Regarding Climate Change, Lengnick emphasized that she is not a Climate Change scientist. However, regardless as to whether you believe the reports about climate change, you can look at historical data that shows that this period, in which we developed modern agriculture has been a period of unusually stable climate. We assume that a crop that does well in a particular zone will continue to do so. Yet if you look at charts mapping planting zones for North America over the last 30 years or so, and you will find that our hardiness zones are steadily marching North. This means adapting to new insect and fungal attacks as well as finding new species adaptable to the new zone. What scientists have found is that weeds, not domestic crops, are the quickest to adapt to the new zones.

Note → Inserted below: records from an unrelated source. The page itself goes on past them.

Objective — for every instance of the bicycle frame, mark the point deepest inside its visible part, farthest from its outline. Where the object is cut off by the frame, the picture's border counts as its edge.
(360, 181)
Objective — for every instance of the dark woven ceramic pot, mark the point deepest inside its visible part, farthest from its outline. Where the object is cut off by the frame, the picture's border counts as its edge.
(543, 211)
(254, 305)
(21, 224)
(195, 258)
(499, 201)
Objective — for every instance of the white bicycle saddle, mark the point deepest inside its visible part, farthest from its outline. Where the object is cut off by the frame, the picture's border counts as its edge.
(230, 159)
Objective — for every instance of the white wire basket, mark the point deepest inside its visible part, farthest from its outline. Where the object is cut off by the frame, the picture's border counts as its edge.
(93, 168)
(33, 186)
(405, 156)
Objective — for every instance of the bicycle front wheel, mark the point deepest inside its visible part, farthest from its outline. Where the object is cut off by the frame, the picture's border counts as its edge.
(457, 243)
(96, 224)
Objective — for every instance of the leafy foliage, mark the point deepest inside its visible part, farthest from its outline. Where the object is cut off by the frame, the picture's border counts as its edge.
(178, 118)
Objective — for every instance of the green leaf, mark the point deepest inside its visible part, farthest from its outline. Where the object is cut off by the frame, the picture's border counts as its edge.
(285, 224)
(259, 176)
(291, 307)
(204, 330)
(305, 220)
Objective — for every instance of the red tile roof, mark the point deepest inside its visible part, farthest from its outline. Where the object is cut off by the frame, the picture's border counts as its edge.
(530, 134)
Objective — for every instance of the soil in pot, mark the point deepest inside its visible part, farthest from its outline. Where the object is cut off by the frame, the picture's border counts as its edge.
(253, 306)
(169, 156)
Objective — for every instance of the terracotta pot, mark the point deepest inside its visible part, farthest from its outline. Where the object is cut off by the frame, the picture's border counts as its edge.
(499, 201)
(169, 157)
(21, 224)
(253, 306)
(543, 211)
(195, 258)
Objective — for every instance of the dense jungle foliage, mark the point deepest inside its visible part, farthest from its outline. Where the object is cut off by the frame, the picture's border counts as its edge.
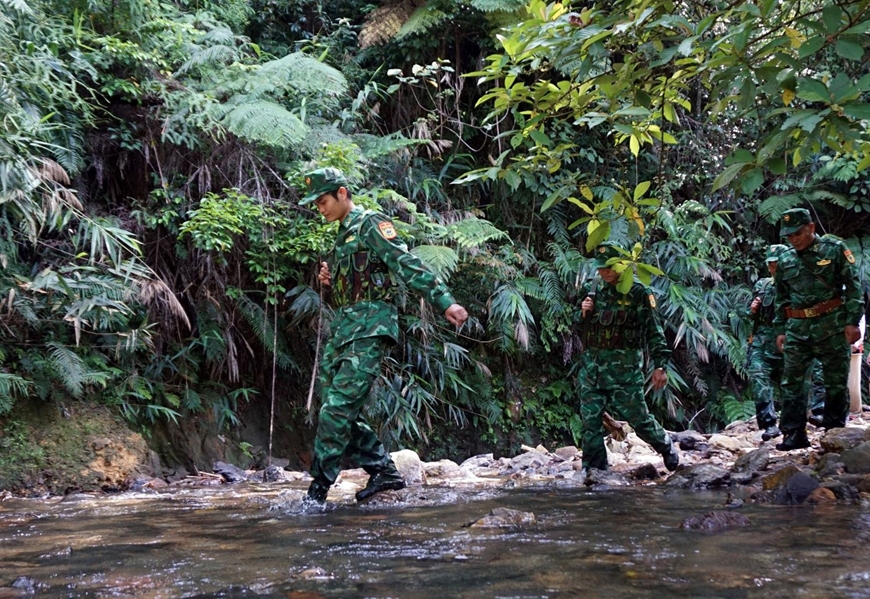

Peak Oil challenges one assumption of modern agriculture: there is a continuous global flow of materials, energy and wealth, while Climate Change challenges the other assumption of modern agriculture: climate is stable.

Lengnick continued her discussion by pulling up a slide entitled, "PEAK EVERYTHING?" As with oil we are reaching peak water. Although a renewable resource, we are using water at an unsustainable rate. She also cited studies that reveal we may reach Peak Phosphorous levels by 2030.

"We are really facing serious challenges," stated Lengnick. "But in challenges lie opportunity." In Lengnick's perspective this challenge requires a paradigm shift from "command and control," to "adaptive and responsive."

We have to understand, predict, manage and adapt to change, stated Lengnick, citing the work of Brian Walker and David Salt, authors of Resilience Thinking.

Lots of the characteristics of sustainable agriculture fit with the indicators of resilience thinking and resilience systems, Lengnick continued. Soil Health is key to resilience. Healthy soil promotes four processes responsible for conferring resilience.
  1. Energy flow (It could be said that all wealth on the planet is derived from photosynthesis.)
  2. Mineral Cycling (Healthy soil not only produces biological fertilizers but also removes toxins)
  3. Water Cycling (Healthy soil captures and stores water)
  4. Ecosystem Dynamics (Pest suppression through plentiful beneficial organisms)
And here Lengnick turned her presentation to Biointensive Gardening, a system of 8 practices which may be the solution to the Twin Challenges of the 21st Century.

John Jeavons created Biointensive Gardening in the early 1970's as a response to what he considered one of the most important and most destructive practices on the planet: feeding people. Over the years, his program Ecology Action has determined that compared to conventional large scale agriculture, Biointensive Gardening uses 80% less water, 50% less mineral inputs, and 99% less fossil fuel energy. He uses as Wendell Berry puts it, the world's greatest untapped resource: people.

Biointensive gardening produces 2 to 6 times more food on about half the amount of land. In the US it takes 20,000 square feet to grow one person's diet, in developing nations 16,000. By the year 2020, it is estimated that developing nations will have only 9,000 square feet per person for food production. Biointensive Gardening requires only 4,000 square feet to produce a vegan diet per person.

Finally, and perhaps most importantly, Biointensive Gardening builds the soil up to 60 times faster than in nature. Which brings us back to the significance of this solution--it instills resilience.

Laura Lengnick will be presenting to our garden community again on July 24 and August 21. These hands on workshops will further introduce Biointensive Gardening, covering the elements of Double Digging, Composting, and Intensive Planting.